Natural History and Maritime Exploration

Faculty Picks: Five Great Books Describing Developments in Natural History selected by Choice reviewer Joel Schwartz

Before the age of exploration, most people in Western, well-cultivated lands were not exposed to the variety and ferocity found in nature. Beginning in the seventeenth and eighteenth centuries, explorer-naturalists began to travel by sea to unexplored regions with increased frequency. They brought back considerable examples of the flora and fauna they observed as well as the illustrations they (or draftsmen they employed) drew of these life forms. This allowed naturalists to study living things from a new perspective, ultimately leading to the development of a coherent theory of organic evolution. The five books selected illustrate how travel by naturalists to distant lands helped drive developments in natural history.

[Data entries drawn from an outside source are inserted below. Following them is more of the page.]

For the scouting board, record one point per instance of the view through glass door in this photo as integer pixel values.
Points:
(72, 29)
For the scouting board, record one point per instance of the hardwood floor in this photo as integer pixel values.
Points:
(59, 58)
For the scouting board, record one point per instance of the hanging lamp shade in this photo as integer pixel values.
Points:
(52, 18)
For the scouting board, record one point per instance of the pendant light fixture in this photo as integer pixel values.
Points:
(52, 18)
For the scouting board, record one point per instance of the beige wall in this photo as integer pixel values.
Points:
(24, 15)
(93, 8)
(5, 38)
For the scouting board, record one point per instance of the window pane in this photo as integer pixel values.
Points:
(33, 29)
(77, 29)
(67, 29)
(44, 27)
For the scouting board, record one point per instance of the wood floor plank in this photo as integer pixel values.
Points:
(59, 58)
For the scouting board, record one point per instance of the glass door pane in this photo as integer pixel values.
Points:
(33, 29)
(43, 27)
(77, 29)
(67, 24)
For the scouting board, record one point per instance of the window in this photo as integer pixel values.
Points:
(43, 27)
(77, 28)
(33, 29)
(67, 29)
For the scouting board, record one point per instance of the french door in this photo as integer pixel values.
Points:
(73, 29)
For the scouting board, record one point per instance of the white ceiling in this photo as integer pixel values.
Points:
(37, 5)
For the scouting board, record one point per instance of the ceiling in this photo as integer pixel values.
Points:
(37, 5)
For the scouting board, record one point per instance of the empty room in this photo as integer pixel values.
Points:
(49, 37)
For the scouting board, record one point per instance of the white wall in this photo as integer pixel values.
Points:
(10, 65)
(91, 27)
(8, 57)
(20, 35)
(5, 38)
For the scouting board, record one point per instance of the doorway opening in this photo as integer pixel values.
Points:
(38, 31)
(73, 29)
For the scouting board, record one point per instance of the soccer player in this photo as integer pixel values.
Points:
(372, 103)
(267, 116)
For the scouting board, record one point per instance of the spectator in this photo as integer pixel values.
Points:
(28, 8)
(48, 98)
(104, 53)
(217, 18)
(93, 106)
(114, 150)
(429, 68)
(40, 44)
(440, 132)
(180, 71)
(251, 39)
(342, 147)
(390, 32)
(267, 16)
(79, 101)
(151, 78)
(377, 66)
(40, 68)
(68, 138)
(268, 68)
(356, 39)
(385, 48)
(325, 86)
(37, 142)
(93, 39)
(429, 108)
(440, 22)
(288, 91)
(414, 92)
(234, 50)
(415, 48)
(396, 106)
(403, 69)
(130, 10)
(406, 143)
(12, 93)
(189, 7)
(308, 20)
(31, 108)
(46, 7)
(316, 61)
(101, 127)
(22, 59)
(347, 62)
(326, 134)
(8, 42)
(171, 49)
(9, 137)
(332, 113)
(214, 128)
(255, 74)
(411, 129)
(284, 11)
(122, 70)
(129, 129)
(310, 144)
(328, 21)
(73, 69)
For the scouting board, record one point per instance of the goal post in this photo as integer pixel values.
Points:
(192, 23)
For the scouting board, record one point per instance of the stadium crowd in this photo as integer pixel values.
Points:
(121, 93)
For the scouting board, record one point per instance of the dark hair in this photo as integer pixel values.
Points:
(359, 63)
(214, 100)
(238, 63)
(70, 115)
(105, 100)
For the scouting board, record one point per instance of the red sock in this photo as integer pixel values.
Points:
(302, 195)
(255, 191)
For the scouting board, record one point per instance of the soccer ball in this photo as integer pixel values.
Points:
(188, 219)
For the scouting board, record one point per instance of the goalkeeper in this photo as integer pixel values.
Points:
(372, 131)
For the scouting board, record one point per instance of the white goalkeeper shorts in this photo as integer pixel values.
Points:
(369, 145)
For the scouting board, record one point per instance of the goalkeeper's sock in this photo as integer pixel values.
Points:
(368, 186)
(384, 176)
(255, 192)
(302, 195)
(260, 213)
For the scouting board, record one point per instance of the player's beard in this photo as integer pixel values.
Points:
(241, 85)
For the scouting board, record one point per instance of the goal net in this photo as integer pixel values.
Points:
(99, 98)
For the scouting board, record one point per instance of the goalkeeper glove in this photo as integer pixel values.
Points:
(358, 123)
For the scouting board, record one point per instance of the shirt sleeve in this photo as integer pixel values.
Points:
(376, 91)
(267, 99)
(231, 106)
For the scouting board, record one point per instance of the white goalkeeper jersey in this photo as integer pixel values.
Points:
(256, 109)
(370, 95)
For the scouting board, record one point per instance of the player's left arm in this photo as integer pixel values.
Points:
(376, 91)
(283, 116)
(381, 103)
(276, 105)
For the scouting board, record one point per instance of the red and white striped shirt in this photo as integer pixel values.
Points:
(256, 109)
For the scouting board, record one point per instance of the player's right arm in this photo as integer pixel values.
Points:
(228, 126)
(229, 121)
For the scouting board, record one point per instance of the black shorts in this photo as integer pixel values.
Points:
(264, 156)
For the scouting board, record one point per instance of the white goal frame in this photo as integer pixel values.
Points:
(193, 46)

Voyages of Discovery: Three Centuries of Natural History Exploration, by Tony Rice. Clarkson Potter, 1999.
This volume is a visual record of the some of the most significant natural history expeditions in the seventeenth and eighteenth centuries. Rice’s work contains superb illustrations showing the achievements of the explorers, naturalists, and artists who made these perilous journeys. The drawings, watercolors, and other artistic depictions of plant and animal life are from collections preserved in the Natural History Museum of London, the world’s largest collection of flora and fauna.

Diary of the Voyage of HMS Beagle, by Charles Darwin, ed. by Nora Barlow. Cambridge, 1933.
The Diary is part of the official account of Darwin’s voyage on HMS Beagle. It contains Darwin’s personal journal, early notebooks, and observations he recorded during his travels to South America (including the Galapagos Archipelago), Tahiti, and the Cocos (Keeling) Islands. These writings provide an accurate account of his state of mind during and directly after his voyage, a journey that profoundly changed his life. As a result of his adventures in these unique lands, he began to develop a better grasp of the geology of the regions he explored, the fossils he collected, as well as observe the rich and varied living creatures he discovered. When he returned to England, he began to think about the relationships among living things, and proposed a mechanism to account for their changes over vast periods of time.

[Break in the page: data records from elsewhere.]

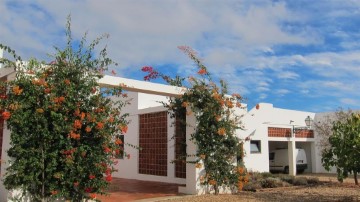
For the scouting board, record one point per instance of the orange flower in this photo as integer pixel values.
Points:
(93, 90)
(108, 178)
(74, 135)
(202, 71)
(118, 141)
(229, 104)
(212, 182)
(107, 149)
(99, 125)
(88, 129)
(123, 128)
(221, 131)
(6, 115)
(53, 192)
(111, 119)
(77, 112)
(61, 99)
(91, 176)
(218, 118)
(17, 90)
(47, 90)
(185, 104)
(77, 124)
(82, 115)
(92, 195)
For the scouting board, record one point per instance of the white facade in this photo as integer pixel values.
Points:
(145, 99)
(256, 128)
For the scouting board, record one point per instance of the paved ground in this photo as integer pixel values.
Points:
(124, 190)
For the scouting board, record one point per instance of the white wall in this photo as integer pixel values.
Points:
(256, 123)
(128, 168)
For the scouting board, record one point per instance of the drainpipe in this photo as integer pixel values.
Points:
(292, 153)
(1, 55)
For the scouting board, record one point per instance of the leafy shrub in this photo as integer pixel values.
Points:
(252, 186)
(300, 181)
(270, 182)
(313, 181)
(266, 175)
(287, 178)
(255, 176)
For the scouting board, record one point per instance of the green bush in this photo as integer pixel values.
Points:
(313, 181)
(300, 181)
(252, 186)
(270, 182)
(255, 176)
(266, 175)
(287, 178)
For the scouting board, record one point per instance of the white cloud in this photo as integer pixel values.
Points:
(239, 40)
(349, 101)
(282, 92)
(287, 75)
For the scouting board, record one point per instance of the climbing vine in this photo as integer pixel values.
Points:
(64, 127)
(216, 121)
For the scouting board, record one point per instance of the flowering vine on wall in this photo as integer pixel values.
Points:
(65, 129)
(216, 122)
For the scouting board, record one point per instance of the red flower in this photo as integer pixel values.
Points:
(88, 189)
(93, 90)
(99, 125)
(77, 124)
(92, 195)
(123, 128)
(88, 129)
(152, 73)
(53, 192)
(202, 71)
(108, 178)
(91, 176)
(6, 115)
(107, 149)
(108, 171)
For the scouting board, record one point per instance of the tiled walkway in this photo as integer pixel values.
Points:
(122, 190)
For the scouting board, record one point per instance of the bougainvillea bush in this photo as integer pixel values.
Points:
(64, 127)
(216, 122)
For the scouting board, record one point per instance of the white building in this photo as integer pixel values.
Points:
(266, 128)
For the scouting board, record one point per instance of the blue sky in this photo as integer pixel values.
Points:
(301, 55)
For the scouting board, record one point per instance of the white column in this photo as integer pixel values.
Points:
(192, 173)
(4, 162)
(292, 154)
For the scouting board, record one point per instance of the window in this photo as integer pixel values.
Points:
(120, 150)
(255, 146)
(271, 156)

The Malay Archipelago: the Land of the Orang-Utan and the Bird of Paradise; a Narrative of travel, with Studies of Man and Nature, by Alfred Russel Wallace. Dover, 1962 (originally published in 1869).
Wallace provides a vivid account of his research in the East Indies but does not include his earlier ill-fated expedition to South America, when a fire on his return voyage destroyed years of research. Wallace’s travels in Malaysia assisted him in independently proposing an evolutionary scheme similar to the mechanism in Darwin’s theory of evolution, natural selection. His work in Malaysia further spurred him into explaining how animal life is geographically distributed, founding the discipline of zoogeography.

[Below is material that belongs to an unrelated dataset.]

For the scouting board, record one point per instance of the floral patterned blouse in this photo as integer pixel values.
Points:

The Naturalist on the River Amazons: A Record of Adventures, Habits of Animals, Sketches of Brazilian and Indian Life, and Aspects of Nature under the Equator, During Eleven Years of Travel, by Henry Walter Bates. Murray, 1892 (originally published in 1863).
This text is one of the most appealing works in nineteenth century natural history. The book is filled with beautiful illustrations of insects and other organisms that Bates encountered during the eight years he studied in Brazil. Bates was originally Wallace’s traveling companion in South America, remaining in the interior there long after Wallace returned to England. Bates was a pioneer in entomology and made significant contributions to the subject of mimicry in animals.

Diary of the Voyage of HMS Rattlesnake, by Thomas Henry Huxley, ed. by Julian Huxley. Doubleday, Doran & Company, 1936.

This is a posthumously published journal of Huxley’s voyage on HMS Rattlesnake, which journeyed to Australia and New Guinea. Huxley dredged up a variety of marine animals with a net he devised in order to get a closer look at them. The book contains the drawings he made on his own of the organisms he captured off the side of the ship. Huxley’s observations in natural history led him to produce many papers in invertebrate zoology; he is responsible for establishing a fresh scheme of classification of these primitive forms of marine life. His experience prepared him to be a strong supporter of evolution, although he was not an original thinker in this area.